Considérez encore ce malade de l'Evangile qui demeura trente-huit ans dans son infirmité; il se rendait tous les ans à la piscine, et tous les ans il se retirait sans être guéri. Chaque année il voyait d'autres malades qui, grâce à l'assistance que leur prêtaient leurs parents, leurs amis, obtenaient leur guérison, tandis que lui, dénué de tout secours, restait toujours dans sa paralysie. (Jean, V.) Cependant, il n'eut pas recours aux démons, aux enchanteurs, il n'attacha pas d'amulettes, mais il attendit le secours divin; c'est pourquoi il obtint enfin une guérison étonnante et miraculeuse. Lazare, lutta constamment contre la faim, la maladie et l'isolement; il ne demeura pas seulement trente-huit ans dans cet état, mais toute sa vie : il expira même dans la situation où il est représenté dans l'Evangile, couché à la porte du riche, méprisé, tourné en dérision, affamé et exposé à servir de pâture aux chiens. (Luc, XXI.) Son corps était réduit à ce point qu'il n'avait pas la force de repousser les chiens qui venaient lécher ses plaies. Néanmoins, il ne demanda rien aux enchanteurs, il ne suspendit point d'amulettes à son cou, il ne recourut point aux prestiges, il n'appela point de magiciens, il n'eut recours à aucun moyen illicite, il préféra mourir dans tous ces maux plutôt que de trahir en quelque point, même le moins important, son devoir envers Dieu.

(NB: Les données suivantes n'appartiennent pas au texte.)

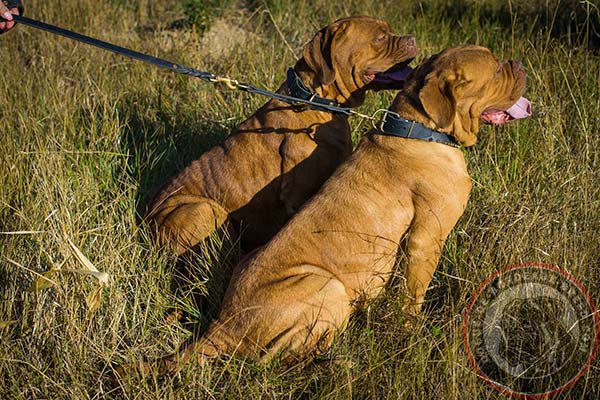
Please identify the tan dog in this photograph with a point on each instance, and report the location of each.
(296, 293)
(280, 156)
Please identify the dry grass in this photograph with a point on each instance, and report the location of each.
(87, 136)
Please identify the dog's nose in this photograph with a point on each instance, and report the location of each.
(411, 41)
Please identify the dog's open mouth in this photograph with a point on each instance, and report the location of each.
(392, 75)
(521, 109)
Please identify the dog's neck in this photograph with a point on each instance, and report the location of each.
(336, 91)
(409, 108)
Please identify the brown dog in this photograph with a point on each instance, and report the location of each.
(280, 156)
(296, 293)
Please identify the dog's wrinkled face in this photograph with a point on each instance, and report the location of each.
(352, 51)
(463, 86)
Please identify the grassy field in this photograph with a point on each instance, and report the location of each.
(86, 137)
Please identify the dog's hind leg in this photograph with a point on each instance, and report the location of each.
(183, 221)
(426, 238)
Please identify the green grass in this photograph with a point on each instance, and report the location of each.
(87, 136)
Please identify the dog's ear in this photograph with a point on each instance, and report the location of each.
(438, 100)
(318, 54)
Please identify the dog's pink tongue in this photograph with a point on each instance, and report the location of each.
(521, 109)
(394, 76)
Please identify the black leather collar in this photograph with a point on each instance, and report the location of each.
(394, 125)
(297, 88)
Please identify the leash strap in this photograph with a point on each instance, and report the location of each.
(180, 69)
(312, 101)
(394, 125)
(297, 88)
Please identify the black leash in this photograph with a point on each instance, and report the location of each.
(320, 105)
(394, 125)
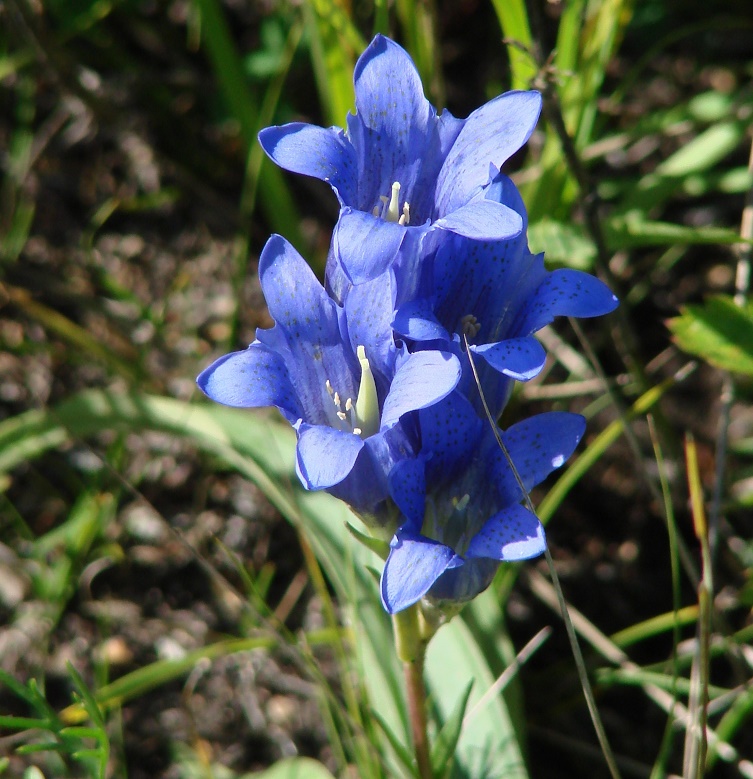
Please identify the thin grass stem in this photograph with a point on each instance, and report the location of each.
(574, 646)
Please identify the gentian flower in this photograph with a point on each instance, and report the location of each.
(461, 502)
(497, 294)
(400, 170)
(337, 377)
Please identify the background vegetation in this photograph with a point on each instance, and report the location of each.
(171, 602)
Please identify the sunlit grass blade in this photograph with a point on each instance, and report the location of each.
(335, 44)
(419, 25)
(121, 364)
(674, 559)
(696, 737)
(600, 444)
(513, 19)
(277, 203)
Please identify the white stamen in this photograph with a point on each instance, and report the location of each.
(394, 206)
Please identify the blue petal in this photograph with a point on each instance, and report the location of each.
(450, 433)
(393, 130)
(423, 379)
(416, 320)
(407, 482)
(512, 534)
(368, 311)
(566, 292)
(325, 154)
(413, 566)
(365, 245)
(503, 190)
(461, 584)
(365, 488)
(518, 358)
(537, 445)
(307, 330)
(483, 220)
(492, 134)
(325, 456)
(252, 378)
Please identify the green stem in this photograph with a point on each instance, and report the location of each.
(411, 649)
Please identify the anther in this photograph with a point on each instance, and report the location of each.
(392, 208)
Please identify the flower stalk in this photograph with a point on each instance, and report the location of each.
(411, 650)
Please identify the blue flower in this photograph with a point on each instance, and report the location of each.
(497, 294)
(400, 169)
(337, 377)
(461, 502)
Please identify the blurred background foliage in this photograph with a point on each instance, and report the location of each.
(171, 602)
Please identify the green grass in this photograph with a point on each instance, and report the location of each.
(117, 286)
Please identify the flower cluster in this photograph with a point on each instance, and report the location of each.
(428, 310)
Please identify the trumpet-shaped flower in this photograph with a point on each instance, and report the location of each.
(336, 376)
(496, 294)
(400, 168)
(461, 502)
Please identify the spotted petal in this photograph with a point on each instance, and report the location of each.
(414, 564)
(365, 245)
(566, 292)
(537, 445)
(324, 153)
(518, 358)
(253, 378)
(325, 456)
(492, 134)
(512, 534)
(483, 220)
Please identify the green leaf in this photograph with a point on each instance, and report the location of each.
(487, 746)
(563, 244)
(513, 19)
(718, 331)
(705, 150)
(334, 43)
(295, 768)
(444, 747)
(633, 230)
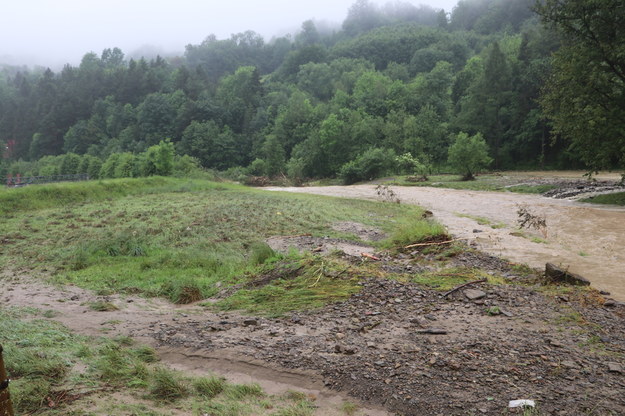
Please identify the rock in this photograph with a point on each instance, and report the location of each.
(615, 368)
(434, 331)
(349, 350)
(557, 274)
(473, 294)
(521, 403)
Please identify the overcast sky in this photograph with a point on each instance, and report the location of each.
(54, 32)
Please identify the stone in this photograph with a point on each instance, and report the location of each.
(615, 368)
(473, 294)
(434, 331)
(557, 274)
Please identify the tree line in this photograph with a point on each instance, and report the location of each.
(393, 81)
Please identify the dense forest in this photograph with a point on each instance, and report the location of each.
(394, 81)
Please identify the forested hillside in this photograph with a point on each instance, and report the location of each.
(394, 80)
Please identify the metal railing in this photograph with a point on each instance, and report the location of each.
(17, 180)
(6, 408)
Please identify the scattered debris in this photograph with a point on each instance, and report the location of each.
(464, 285)
(554, 273)
(521, 403)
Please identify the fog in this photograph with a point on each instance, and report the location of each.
(55, 32)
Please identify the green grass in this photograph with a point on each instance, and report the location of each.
(482, 220)
(167, 237)
(609, 199)
(47, 364)
(414, 231)
(316, 282)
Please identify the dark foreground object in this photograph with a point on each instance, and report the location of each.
(557, 275)
(6, 409)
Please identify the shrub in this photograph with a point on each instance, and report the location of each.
(371, 164)
(468, 154)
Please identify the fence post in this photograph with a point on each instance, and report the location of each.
(6, 409)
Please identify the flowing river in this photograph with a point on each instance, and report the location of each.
(587, 239)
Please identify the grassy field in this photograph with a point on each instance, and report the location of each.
(52, 369)
(174, 238)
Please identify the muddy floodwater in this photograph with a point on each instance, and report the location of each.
(587, 239)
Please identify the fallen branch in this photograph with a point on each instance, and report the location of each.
(436, 244)
(370, 256)
(293, 236)
(463, 285)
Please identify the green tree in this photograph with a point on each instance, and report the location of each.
(585, 96)
(158, 159)
(468, 154)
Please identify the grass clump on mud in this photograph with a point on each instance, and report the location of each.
(617, 198)
(296, 284)
(53, 372)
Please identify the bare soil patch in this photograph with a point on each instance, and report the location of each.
(393, 344)
(322, 245)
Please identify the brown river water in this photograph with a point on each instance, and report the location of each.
(587, 239)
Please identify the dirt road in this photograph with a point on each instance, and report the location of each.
(585, 238)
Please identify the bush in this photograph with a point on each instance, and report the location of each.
(158, 159)
(468, 154)
(370, 165)
(109, 166)
(410, 165)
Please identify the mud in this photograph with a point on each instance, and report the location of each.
(586, 239)
(144, 319)
(393, 344)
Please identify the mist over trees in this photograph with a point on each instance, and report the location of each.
(394, 80)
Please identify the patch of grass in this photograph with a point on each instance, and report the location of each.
(449, 278)
(168, 237)
(538, 240)
(242, 391)
(102, 306)
(316, 282)
(617, 198)
(209, 387)
(413, 232)
(167, 386)
(301, 408)
(45, 361)
(482, 221)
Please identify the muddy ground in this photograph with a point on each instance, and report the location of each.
(396, 347)
(587, 239)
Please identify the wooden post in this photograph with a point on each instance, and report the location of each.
(6, 409)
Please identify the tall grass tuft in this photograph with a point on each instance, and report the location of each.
(417, 231)
(209, 387)
(167, 386)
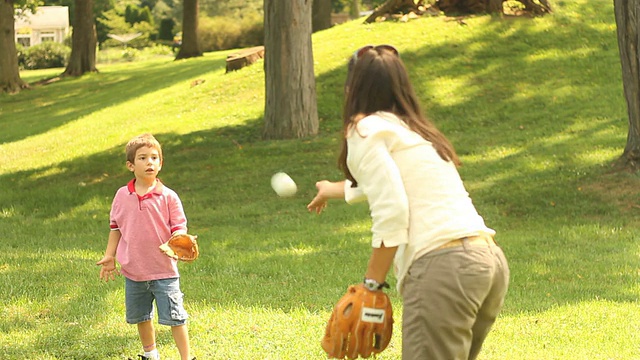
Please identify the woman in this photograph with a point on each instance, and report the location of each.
(451, 274)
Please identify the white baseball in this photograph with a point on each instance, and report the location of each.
(283, 185)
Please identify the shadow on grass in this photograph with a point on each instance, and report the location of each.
(44, 108)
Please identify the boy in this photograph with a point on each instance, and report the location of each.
(144, 214)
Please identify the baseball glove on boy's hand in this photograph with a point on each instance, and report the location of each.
(181, 247)
(361, 324)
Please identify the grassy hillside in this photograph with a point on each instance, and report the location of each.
(533, 106)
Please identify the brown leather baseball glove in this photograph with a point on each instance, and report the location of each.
(361, 324)
(181, 247)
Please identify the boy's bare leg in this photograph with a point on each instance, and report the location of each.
(147, 335)
(181, 337)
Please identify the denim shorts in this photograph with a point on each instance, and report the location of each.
(139, 297)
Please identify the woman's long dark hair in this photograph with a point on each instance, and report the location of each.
(378, 81)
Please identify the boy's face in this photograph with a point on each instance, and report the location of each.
(147, 163)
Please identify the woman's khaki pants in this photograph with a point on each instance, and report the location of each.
(451, 299)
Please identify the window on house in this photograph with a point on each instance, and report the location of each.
(24, 40)
(47, 36)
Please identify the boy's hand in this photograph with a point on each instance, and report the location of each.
(108, 269)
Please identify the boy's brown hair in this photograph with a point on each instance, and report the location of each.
(144, 140)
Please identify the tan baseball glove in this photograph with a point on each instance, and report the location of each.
(181, 247)
(361, 324)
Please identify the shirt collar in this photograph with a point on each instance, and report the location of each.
(131, 186)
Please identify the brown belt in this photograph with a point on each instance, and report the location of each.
(484, 239)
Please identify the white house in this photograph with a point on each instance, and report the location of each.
(49, 23)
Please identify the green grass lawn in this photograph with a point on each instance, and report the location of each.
(534, 107)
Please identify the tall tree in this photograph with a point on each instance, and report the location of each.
(84, 40)
(321, 15)
(291, 109)
(10, 81)
(626, 14)
(190, 46)
(354, 9)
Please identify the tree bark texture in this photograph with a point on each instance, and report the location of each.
(321, 15)
(626, 14)
(84, 40)
(291, 109)
(10, 81)
(190, 44)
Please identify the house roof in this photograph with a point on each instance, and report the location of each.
(45, 17)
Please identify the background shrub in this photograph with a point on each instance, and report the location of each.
(46, 55)
(223, 33)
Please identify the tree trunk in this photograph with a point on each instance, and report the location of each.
(84, 40)
(190, 44)
(626, 14)
(321, 15)
(291, 109)
(10, 81)
(354, 9)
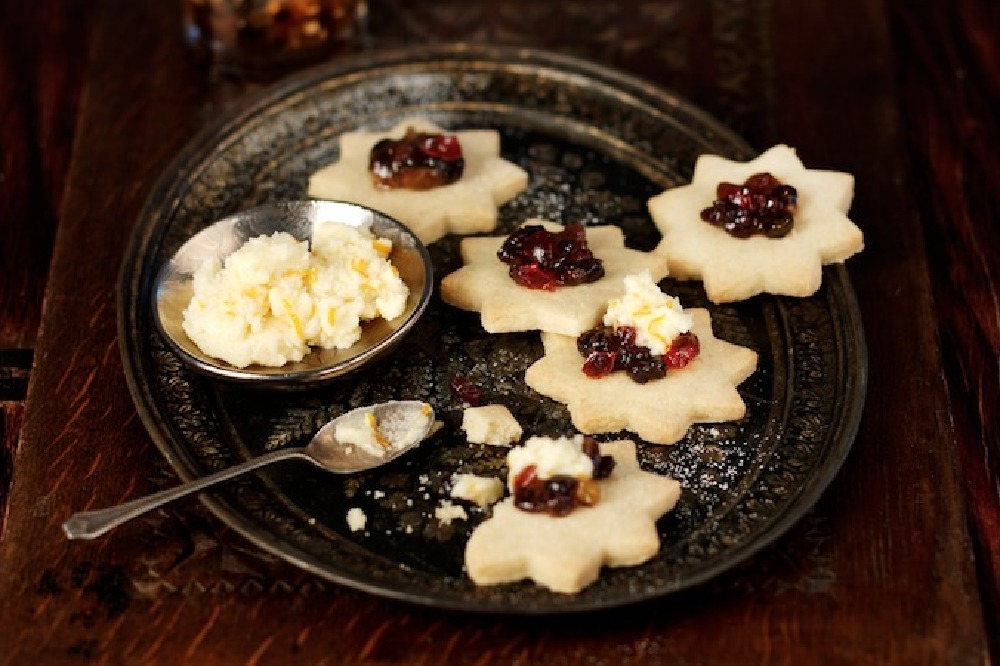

Quel pardon avons-nous à espérer, nous qui, loin de tout souffrir, à l'exemple de ces hommes, plutôt que d'offenser Dieu, courons aux synagogues pour une fièvre, une blessure , et appelons dans nos propres maisons des empoisonneurs et des magiciens. N'avez-vous pas entendu ce que dit l'Ecriture : Mon fils, lorsque tu entreras au service du Seigneur, prépare ton âme à la tentation, rends droit ton coeur et ne te laisse pas abattre; dans la maladie et la pauvreté, confie-toi en lui; car, de même que l'or est éprouvé dans le feu, ainsi l'homme est apprécié dans le creuset de l'humiliation. (Eccli. II, 1-5.) Je suppose. que vous fustigiez votre serviteur, et que celui-ci, pour avoir reçu une trentaine de coups, pousse le cri de la liberté, se dérobe à votre domination , se réfugie chez vos ennemis et les excite contre vous, lui pardonnerez-vous, dites-moi ? quelqu'un pourra-t-il prendre sa défense? Point du tout. Pourquoi? Parce qu'il appartient au maître de châtier son serviteur; parce que si le vôtre avait à chercher un refuge , ce n'était pas auprès de vos ennemis et de ceux qui vous haïssent, mais auprès de vos amis et de vos parents qu'il lui fallait se rendre.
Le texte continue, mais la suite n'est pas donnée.